Si, parecchi, anche se sempre superati grazie ai miei compagni di viaggio e all’incredibile natura circostante. Arrivati a Kennedy Meadow, per esempio, era chiaro che entrare in Sierra il primo di giugno sarebbe stato al di là del mio livello di tolleranza del rischio. Quest’anno il livello di neve era del 200% maggiore della media, record raggiunto l’ultima volta nel 2011. Si parla di circa 30m nei punti più innevati, specialmente sul versante nord dei picchi, che si avvicinano (e superano sul Forester Pass) i 4000 metri. Durante la traversata del deserto ero convinta che con le ondate di caldo la neve si sarebbe sciolta in tempo, ma non è stato così. Il gruppo di circa 12 persone con cui viaggiavo in quel momento, tutti ragazzi sui 20 anni, ha deciso di entrare comunque in Sierra, ma io non me la sono sentita di comprare ramponi e rompighiaccio. È stata dura, durissima. Giorni di indecisione e conflitto interno. Ovviamente i problemi seri della vita son ben altri, ma avevo investito tutta me stessa, oltre che tempo e denaro, in questa avventura e mollare senza neanche provare mi bruciava. D’altro canto, rischiare la vita per una camminata mi sembrava senza senso. Alcuni di coloro che si sono addentrati hanno poi desistito dopo una settimana, altri mi hanno mandato video di attraversamenti di fiumi in piena da far accapponare la pelle. Col senno di poi, quindi, sono felice di aver percorso prima il Nord California e l’Oregon e poi successivamente la Sierra in luglio, insieme con Jacqueline e Mike, ma per i puristi fare il percorso “non in linea” non vale. 

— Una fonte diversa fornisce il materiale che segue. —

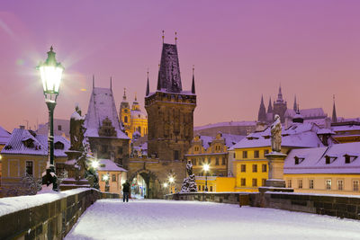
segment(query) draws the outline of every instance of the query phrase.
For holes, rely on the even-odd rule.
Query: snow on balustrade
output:
[[[73,189],[64,191],[45,191],[42,194],[32,196],[19,196],[0,199],[0,217],[22,209],[40,206],[82,191],[89,191],[88,188]]]
[[[360,239],[359,222],[200,201],[100,200],[66,239]]]

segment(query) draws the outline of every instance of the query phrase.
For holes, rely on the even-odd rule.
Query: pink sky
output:
[[[47,108],[35,70],[51,45],[66,67],[55,118],[87,111],[92,75],[144,102],[146,72],[155,91],[161,31],[178,32],[183,88],[195,65],[195,126],[255,120],[264,94],[281,83],[292,108],[322,107],[360,116],[359,1],[7,1],[0,8],[0,126],[34,128]],[[86,88],[86,92],[80,89]]]

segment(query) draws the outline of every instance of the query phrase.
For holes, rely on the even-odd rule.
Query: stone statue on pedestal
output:
[[[281,142],[282,142],[282,125],[280,121],[280,116],[275,115],[274,121],[271,125],[271,150],[273,152],[281,152]]]

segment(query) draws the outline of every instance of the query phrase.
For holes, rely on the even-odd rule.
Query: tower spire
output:
[[[298,104],[296,103],[296,94],[295,94],[295,99],[293,101],[293,111],[296,111],[297,108],[298,108]]]
[[[126,101],[126,87],[124,87],[124,95],[122,96],[122,101]]]
[[[333,107],[332,107],[332,119],[331,121],[332,122],[338,122],[338,117],[337,117],[337,110],[335,108],[335,94],[332,96],[333,99]]]
[[[148,95],[148,93],[150,93],[150,87],[148,85],[148,84],[147,84],[147,90],[146,90],[146,96]]]
[[[258,111],[258,115],[257,115],[257,120],[261,121],[261,122],[266,121],[266,111],[265,109],[263,94],[261,94],[261,103],[260,103],[260,108],[259,108],[259,111]]]
[[[193,94],[195,93],[195,75],[194,75],[194,71],[195,71],[195,66],[193,65],[193,84],[192,84],[192,93]]]

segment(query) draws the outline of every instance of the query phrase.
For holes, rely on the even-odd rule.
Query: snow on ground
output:
[[[199,201],[100,200],[66,239],[360,239],[360,222]]]

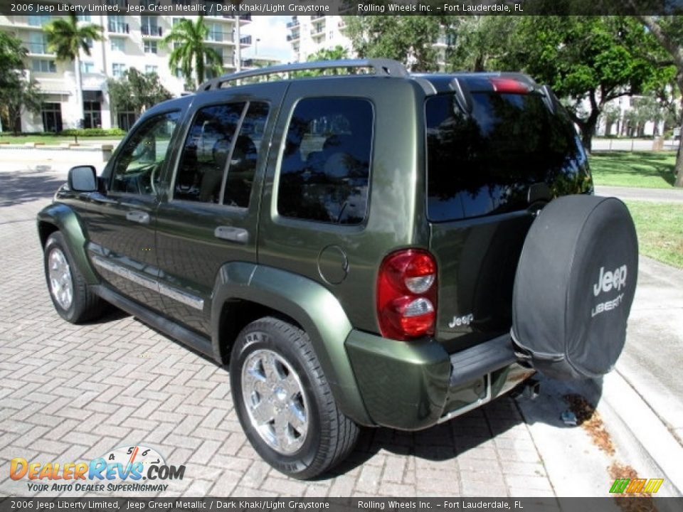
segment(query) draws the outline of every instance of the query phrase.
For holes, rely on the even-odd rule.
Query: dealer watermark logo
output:
[[[628,275],[628,268],[622,265],[613,271],[605,272],[605,267],[600,267],[600,274],[598,276],[598,282],[593,285],[593,294],[598,297],[601,293],[607,293],[613,289],[620,292],[626,286],[626,276]],[[619,294],[611,300],[600,302],[595,305],[591,311],[591,317],[597,316],[600,313],[616,309],[624,300],[624,294]]]
[[[184,466],[172,466],[154,449],[144,446],[115,448],[90,462],[29,462],[12,459],[9,477],[27,479],[28,491],[166,491],[169,480],[182,480]],[[51,484],[45,481],[52,481]],[[141,483],[144,481],[144,483]]]
[[[664,479],[616,479],[612,484],[610,492],[618,494],[623,493],[654,494],[660,490],[662,483],[664,483]]]

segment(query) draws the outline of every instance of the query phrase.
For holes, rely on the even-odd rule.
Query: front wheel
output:
[[[278,471],[313,478],[353,449],[359,427],[337,407],[301,329],[272,317],[250,324],[233,347],[230,381],[249,442]]]
[[[80,324],[100,316],[102,299],[88,289],[59,231],[48,238],[43,258],[50,298],[60,316],[72,324]]]

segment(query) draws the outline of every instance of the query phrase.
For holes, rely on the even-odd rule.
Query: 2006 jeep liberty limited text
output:
[[[304,69],[319,75],[287,77]],[[536,370],[609,371],[637,274],[630,215],[593,195],[548,87],[386,60],[161,103],[101,176],[71,169],[38,229],[63,318],[106,302],[229,363],[249,441],[302,479],[360,426],[425,429]]]

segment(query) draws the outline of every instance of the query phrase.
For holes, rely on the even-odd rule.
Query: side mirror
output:
[[[92,166],[77,166],[69,169],[69,188],[74,192],[95,192],[97,190],[97,171]]]

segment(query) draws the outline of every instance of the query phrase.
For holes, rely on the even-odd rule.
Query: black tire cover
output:
[[[608,373],[624,346],[637,273],[635,227],[623,203],[595,196],[551,201],[517,266],[514,342],[549,377]]]

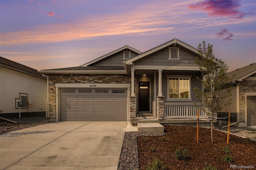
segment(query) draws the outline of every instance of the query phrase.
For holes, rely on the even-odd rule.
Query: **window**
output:
[[[75,93],[75,89],[62,89],[62,93]]]
[[[169,99],[190,99],[190,80],[188,77],[169,77]]]
[[[131,57],[131,51],[124,51],[124,59],[129,59]]]
[[[78,93],[92,93],[92,89],[80,89],[79,90]]]
[[[124,90],[112,90],[112,93],[125,93]]]
[[[96,89],[95,90],[95,93],[108,93],[108,90]]]
[[[178,47],[169,47],[169,59],[180,59]]]

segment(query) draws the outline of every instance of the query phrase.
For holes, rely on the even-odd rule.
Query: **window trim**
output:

In generale io soffro il freddo e i momenti più difficili si sono verificati quando la temperatura notturna era tale da far gelare l’acqua nelle bottiglie. Tutto diventa estremamente complicato, non riuscivo a dormire più di poche ore e mi svegliavo tremando. Quindi cuocevo in tenda due pacchi di ramen istantaneo e iniziavo a camminare ben prima della luce del sole, con la lampada a testa, per potermi scaldare. In quei momenti mi chiedevo a volte che diavolo ci facessi lì, anziché essere nel mio letto a casa. Ma poi c’erano i colori dell’alba e il motivo di essere lì tornava ad essere chiaro. 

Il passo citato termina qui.